The Internet trend reflects a serious social change. Chinese society is not only aging rapidly, but is also increasingly aging in some cases. The figures from the National Statistics Office are clear: the population has been shrinking for several years Chinas. And a fifth of all Chinese currently live in single households, and the trend is rising.
The phenomenon of “lonely dead” has long existed in East Asian countries; in Japan, for example, they are called “Kodukushi”. Older men are disproportionately affected and die quietly and secretly after years of depression and alcoholism. Their bodies are often only found weeks, sometimes months, later. It is not uncommon for there to be no relatives to take care of the funeral.

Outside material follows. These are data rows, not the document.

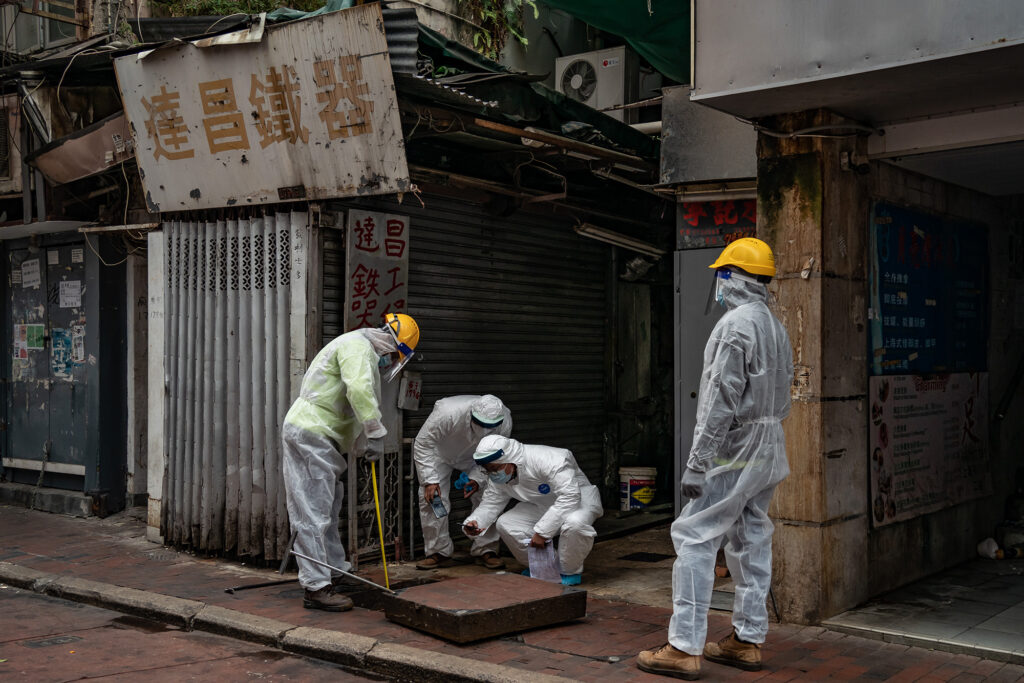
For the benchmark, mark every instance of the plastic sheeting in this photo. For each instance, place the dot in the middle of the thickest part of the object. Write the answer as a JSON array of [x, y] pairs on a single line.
[[658, 30]]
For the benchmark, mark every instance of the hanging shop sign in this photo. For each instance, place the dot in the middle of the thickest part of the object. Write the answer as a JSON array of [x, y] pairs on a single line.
[[928, 443], [305, 111], [711, 224], [376, 267], [929, 293]]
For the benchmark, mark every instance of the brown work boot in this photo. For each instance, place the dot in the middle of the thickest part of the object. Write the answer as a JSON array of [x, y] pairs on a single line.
[[345, 584], [435, 561], [670, 662], [491, 561], [327, 600], [734, 652]]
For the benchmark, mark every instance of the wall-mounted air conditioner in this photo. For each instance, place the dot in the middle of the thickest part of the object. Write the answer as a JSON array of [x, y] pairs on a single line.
[[601, 79]]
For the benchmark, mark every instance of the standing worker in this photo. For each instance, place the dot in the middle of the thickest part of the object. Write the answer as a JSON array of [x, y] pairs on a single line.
[[445, 443], [555, 499], [337, 412], [735, 462]]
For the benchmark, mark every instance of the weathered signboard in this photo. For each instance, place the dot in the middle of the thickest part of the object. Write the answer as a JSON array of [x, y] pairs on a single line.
[[308, 112], [376, 267], [712, 224]]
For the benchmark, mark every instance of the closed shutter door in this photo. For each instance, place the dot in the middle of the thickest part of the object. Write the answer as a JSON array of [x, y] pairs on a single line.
[[511, 306]]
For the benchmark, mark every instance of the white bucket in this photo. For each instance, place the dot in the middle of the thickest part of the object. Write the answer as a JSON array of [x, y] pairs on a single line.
[[636, 486]]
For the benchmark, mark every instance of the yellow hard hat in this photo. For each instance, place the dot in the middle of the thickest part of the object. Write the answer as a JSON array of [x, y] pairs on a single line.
[[751, 254], [406, 332]]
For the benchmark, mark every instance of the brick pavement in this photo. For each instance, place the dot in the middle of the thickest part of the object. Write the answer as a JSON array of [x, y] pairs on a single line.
[[600, 647]]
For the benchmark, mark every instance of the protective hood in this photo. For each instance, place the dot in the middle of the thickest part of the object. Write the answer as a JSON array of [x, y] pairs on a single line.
[[512, 451], [736, 292], [381, 340]]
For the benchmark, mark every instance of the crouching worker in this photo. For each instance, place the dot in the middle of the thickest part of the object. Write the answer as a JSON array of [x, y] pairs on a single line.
[[337, 412], [445, 443], [555, 499]]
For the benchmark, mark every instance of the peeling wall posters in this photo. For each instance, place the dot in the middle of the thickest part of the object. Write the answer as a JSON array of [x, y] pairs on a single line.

But the Chinese app “Are You Dead?” is primarily aimed at millennials in precarious living conditions. So those who suffer from exceptional psychological stateshave withdrawn from social life after years of unsuccessful job searching or live in anonymous capsule apartments. “Alone, but not lonely,” says the description from the app developers, “your safety companion.”
Hit a nerve
The app’s provocative title has clearly struck a chord with Chinese youth. With irony and lots of dark humor, users debate their increasingly isolated life situations. “My parents tell me: If you don’t get married, there might not be anyone who will even notice when you die,” comments a young Chinese woman on the online platform Douyin. “I replied: That’s why I downloaded this app.”
Chinese youth have been suffering from record high unemployment for several years – and are dreaming of withdrawing from the social hamster wheel. “Tang Ping” (in German: “lying flat”) sums up the zeitgeist of Gen Z. The catchphrase that became popular during the corona pandemic describes the exact opposite of what the party leadership demands of its offspring: tighten their belts and sacrifice themselves for the good of the nation.
It remains to be seen whether “Are you dead?” in the coming weeks Chinese internet censorship falls victim. Of course, the app does not shed a good light on the current state of Chinese society.
Hu Xijin, former editor-in-chief of the party newspaper Global Times and still the country’s most influential political commentator, has suggested that the developers should change the name of the app – from “Are You Dead?” to “Are you alive?”
So far, little is known about the creative minds behind the software, which costs around one euro to register. According to local reports, they are three Chinese people in their 20s who live in the city of Zhengzhou.
The development of the app is said to have only cost around 1,000 renminbi, which is less than 150 euros. Since then, its value has increased many times over: the developers plan to sell 10 percent of the app for one million renminbi (around 150,000 euros).